Burnishing is hard work but produces excellent results

Second coat
Now that the first coat has sealed the wood and it has been burnished, all subsequent coats can be more sparingly applied, so an application rag and a wipe-off rag are all you need. Again, fold the rag into a neat rubber, charge it with oil, and wipe a wet coat across the grain, before wiping with the grain. This coat, and all coats that follow it, will go tacky much sooner, so be vigilant!
I tend to be cautious, so I will begin to wipe off all excess oil with the dry rag immediately, and then rub it with the hessian cloth to an even glossier shine. This time you’ll notice that the hessian gets dragged back by the curing oil, but keep it moving! The third coat and any further coats are all applied in exactly the same way as the second. If a satin finish is required after the last coat has dried, there are two ways I do it. 0000 steel wool can be used, or a special buffing pad fitted to a random orbital sander. The latter, especially, gives a beautiful, consistent finish. The steel wool method requires a little care to get right. Use only top quality steel wool, and tear off a decent wad of it, then wrap it around a cork sanding block and rub the surface only along the grain in continuous, straight sweeps. The aircraft landing technique should yield good results. A word of caution, however, is due: never use steel wool anywhere near open-grained woods such as wenge (Millettia laurentii) and especially oak (Quercus robur).

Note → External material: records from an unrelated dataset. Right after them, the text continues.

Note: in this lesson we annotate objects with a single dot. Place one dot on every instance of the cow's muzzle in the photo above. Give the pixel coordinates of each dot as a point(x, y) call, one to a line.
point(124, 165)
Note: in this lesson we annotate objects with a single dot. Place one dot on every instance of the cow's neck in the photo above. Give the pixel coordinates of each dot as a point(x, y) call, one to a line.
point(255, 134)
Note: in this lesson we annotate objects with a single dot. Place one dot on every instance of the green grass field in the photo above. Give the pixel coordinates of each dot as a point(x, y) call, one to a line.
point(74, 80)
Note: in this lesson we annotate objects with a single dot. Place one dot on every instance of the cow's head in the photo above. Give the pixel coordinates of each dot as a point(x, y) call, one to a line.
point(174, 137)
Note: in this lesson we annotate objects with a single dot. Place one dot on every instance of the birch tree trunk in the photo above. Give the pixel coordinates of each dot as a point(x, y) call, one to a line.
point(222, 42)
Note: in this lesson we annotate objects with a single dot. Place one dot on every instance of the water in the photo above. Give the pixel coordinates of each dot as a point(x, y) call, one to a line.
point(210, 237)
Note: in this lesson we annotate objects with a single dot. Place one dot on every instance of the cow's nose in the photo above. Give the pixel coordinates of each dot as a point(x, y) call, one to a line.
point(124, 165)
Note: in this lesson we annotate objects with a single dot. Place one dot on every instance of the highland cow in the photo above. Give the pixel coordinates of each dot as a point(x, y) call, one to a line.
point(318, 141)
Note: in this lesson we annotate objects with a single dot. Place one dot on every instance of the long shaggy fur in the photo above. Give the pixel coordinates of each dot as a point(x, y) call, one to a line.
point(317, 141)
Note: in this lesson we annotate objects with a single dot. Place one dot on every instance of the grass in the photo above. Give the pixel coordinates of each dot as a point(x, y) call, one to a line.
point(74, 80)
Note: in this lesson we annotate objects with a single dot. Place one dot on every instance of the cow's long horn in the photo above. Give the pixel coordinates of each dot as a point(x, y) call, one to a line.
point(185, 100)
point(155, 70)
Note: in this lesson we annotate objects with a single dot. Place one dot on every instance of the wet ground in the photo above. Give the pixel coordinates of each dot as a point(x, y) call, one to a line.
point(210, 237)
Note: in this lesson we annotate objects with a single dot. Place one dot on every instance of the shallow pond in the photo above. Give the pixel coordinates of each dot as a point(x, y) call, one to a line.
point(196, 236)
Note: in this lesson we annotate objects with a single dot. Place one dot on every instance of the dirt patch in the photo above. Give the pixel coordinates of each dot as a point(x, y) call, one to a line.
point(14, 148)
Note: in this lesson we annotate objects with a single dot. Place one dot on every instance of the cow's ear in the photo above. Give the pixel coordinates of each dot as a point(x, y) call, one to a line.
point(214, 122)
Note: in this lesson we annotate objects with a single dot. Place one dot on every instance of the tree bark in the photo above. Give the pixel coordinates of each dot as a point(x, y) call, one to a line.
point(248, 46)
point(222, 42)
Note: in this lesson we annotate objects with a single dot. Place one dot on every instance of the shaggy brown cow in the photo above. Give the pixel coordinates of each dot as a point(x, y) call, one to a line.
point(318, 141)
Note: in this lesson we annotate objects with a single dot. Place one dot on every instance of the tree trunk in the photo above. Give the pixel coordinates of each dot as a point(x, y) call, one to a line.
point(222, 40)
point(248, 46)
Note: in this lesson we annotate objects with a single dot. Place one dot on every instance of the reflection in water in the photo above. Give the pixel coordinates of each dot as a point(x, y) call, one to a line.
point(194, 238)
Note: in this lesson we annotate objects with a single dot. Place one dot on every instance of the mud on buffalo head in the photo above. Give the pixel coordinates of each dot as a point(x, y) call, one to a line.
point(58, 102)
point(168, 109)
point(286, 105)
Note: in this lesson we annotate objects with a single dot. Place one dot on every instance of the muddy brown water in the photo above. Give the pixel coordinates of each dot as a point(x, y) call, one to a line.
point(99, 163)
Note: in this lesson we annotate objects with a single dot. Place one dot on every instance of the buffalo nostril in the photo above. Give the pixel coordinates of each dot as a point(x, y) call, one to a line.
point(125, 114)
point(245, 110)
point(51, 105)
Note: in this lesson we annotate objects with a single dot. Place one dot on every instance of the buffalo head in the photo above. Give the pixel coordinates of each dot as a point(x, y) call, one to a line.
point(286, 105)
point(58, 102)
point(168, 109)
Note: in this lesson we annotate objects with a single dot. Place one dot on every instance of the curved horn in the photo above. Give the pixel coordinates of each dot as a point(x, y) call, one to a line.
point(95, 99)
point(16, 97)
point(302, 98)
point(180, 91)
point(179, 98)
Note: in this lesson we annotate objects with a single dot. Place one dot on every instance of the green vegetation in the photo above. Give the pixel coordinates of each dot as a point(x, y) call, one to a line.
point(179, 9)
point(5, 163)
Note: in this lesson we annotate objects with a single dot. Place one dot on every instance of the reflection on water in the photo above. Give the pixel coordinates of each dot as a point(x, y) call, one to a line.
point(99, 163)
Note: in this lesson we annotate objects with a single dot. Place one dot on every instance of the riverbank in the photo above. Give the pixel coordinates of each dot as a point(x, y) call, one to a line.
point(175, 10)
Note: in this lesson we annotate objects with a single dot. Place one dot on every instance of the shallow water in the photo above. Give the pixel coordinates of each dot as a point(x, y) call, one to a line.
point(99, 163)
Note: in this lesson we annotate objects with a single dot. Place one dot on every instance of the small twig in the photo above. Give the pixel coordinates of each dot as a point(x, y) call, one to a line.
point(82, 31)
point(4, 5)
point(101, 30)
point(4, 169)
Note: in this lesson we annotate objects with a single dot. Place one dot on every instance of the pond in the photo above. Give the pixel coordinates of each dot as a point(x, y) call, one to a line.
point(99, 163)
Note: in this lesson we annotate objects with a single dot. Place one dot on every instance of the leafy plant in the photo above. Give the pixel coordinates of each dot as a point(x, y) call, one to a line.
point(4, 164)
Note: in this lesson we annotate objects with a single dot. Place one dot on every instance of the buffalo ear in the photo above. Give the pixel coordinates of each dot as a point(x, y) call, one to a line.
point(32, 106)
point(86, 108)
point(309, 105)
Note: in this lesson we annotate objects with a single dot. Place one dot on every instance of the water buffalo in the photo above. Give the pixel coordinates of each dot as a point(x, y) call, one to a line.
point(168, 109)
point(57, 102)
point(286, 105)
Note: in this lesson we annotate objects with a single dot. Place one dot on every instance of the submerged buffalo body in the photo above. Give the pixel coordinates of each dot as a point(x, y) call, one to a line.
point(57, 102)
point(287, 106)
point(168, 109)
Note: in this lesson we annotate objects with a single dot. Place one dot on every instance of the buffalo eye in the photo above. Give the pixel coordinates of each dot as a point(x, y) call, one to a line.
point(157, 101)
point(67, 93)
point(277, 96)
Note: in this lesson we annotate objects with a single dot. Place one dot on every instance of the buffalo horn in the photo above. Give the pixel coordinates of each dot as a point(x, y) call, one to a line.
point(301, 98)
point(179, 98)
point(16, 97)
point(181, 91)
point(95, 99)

For the second coat, wipe across the grain first, then wipe with the grain

Oil recipes
I am often complimented on the finishes on my furniture, and asked whether I have any special recipe. Mostly, I use the oil just as it comes from the manufacturer, but if I’m after a heavier build, and/or a more water-resistant finish, I often add marine varnish and orange oil. The ratios will vary depending on the product used, but as a rule of thumb I mix propriety wood oil, marine varnish and natural orange oil in the ratio of 3:2:1, respectively. The varnish is a better sealer, while the orange oil helps to extend the mix’s open time, but also lubricates the rag when rubbing off. This system is particularly good for high-use table tops.